3rd Chairman of the Military Committee for National Salvation
- In office 3 June 1979 – 4 January 1980
- Preceded by: Mustafa Ould Salek
- Succeeded by: Mohamed Khouna Ould Haidalla

Personal details
- Born: 1 January 1943 Tidjikja, Tagant Region, Mauritania, French West Africa
- Died: 16 March 2019 (aged 76) Nouakchott, Mauritania

Military service
- Branch/service: Mauritanian Army
- Years of service: 1960 - 1980
- Rank: Lieutenant Colonel
- Battles/wars: Western Sahara War

= Mohamed Mahmoud Ould Louly =

Head of state of Mauritania from 1979 to 1980

Lt. Col. Mohamed Mahmoud Ould Louly (محمد محمود ولد أحمد لولي‎; 1 January 1943 – 16 March 2019) was a Mauritanian military officer and politician who served as the President of Mauritania and Chairman of the Military Committee for National Salvation (CMSN) from 3 June 1979 to 4 January 1980.

== Biography ==
Mohamed Mahmoud entered the Mauritanian army in November 1960, the year of Independence and was trained in the French military academies. He then held various positions of responsibility in the government of Moktar Ould Daddah.

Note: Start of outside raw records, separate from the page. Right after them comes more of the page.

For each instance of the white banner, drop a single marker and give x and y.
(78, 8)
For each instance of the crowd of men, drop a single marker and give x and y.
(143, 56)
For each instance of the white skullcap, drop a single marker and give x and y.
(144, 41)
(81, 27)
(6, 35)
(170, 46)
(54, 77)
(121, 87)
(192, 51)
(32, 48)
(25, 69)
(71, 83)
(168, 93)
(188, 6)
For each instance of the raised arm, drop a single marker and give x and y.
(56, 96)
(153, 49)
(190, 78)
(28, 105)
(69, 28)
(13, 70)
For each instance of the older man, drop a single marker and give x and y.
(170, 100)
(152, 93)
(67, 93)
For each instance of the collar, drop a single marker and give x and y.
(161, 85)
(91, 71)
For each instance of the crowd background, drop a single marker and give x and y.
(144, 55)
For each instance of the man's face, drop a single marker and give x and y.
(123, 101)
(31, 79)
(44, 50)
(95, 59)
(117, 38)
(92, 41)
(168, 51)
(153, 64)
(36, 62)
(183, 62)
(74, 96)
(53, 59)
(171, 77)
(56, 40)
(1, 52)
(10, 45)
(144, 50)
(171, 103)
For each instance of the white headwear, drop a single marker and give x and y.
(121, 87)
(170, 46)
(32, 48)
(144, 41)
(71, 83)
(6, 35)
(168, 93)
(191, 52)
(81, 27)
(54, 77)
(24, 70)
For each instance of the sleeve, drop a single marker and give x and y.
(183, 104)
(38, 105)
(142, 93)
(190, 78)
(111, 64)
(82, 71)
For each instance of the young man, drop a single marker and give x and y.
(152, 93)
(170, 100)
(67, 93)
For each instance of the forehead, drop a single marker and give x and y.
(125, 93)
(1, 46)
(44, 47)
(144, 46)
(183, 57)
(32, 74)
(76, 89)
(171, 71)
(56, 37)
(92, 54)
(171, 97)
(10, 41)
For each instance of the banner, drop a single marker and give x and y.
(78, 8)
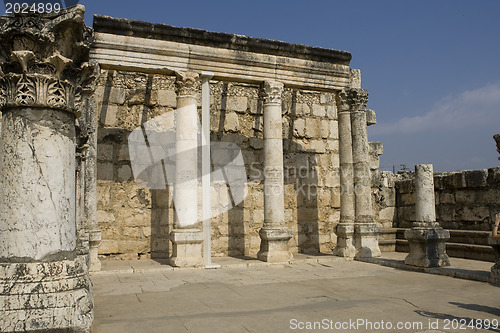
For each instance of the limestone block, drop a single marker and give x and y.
(274, 245)
(302, 109)
(447, 198)
(326, 98)
(476, 178)
(466, 197)
(105, 217)
(312, 127)
(299, 126)
(124, 173)
(186, 247)
(331, 112)
(325, 128)
(317, 146)
(116, 96)
(388, 213)
(256, 143)
(108, 115)
(123, 153)
(455, 180)
(105, 152)
(334, 129)
(237, 103)
(427, 247)
(318, 110)
(105, 171)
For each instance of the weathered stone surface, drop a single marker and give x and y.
(426, 238)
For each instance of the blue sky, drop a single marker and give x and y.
(431, 67)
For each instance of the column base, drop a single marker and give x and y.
(274, 244)
(186, 248)
(495, 269)
(366, 240)
(427, 247)
(95, 237)
(51, 296)
(345, 241)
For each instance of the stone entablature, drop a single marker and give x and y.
(145, 47)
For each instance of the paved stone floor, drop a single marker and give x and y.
(326, 291)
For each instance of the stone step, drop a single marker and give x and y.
(457, 250)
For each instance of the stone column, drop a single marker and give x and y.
(86, 192)
(345, 229)
(366, 230)
(274, 234)
(186, 237)
(44, 282)
(426, 237)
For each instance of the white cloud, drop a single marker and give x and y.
(471, 108)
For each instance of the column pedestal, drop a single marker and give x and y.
(274, 245)
(426, 238)
(274, 235)
(186, 249)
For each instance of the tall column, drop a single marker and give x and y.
(274, 234)
(86, 191)
(426, 237)
(345, 229)
(366, 230)
(186, 237)
(44, 282)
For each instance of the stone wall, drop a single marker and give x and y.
(465, 200)
(135, 221)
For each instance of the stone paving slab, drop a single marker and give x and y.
(314, 290)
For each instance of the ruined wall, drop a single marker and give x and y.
(136, 221)
(465, 200)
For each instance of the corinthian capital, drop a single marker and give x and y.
(44, 60)
(352, 99)
(272, 92)
(187, 83)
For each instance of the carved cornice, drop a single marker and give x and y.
(44, 60)
(187, 83)
(272, 92)
(352, 99)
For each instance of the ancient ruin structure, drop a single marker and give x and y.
(44, 244)
(495, 244)
(426, 237)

In July 1978, he was one of the founding members of the Military Committee for National Recovery (CMRN), which under the leadership of Mustafa Ould Salek, overthrew on July 10, 1978, President Moktar Ould Daddah in a military coup due to the conflict in Western Sahara.

On April 6, 1979, Mohamed Mahmoud and Ahmed Ould Bouceif supported by Lieutenant-Colonel Mohamed Khouna Ould Haidalla and the new Military Committee for National Salvation (CMSN), overthrew Mustafa Ould Salek due to his loss of influence and power within the CMSN, and also due to many economic problems arising from the conflict in the Western Sahara and the growing gap between Arabs and black Africans in the country.

On 4 January 1980, his Prime Minister, Mohamed Khouna Ould Haidalla, dismissed him in another military coup.

He died peacefully on March 16, 2019, in Nouakchott.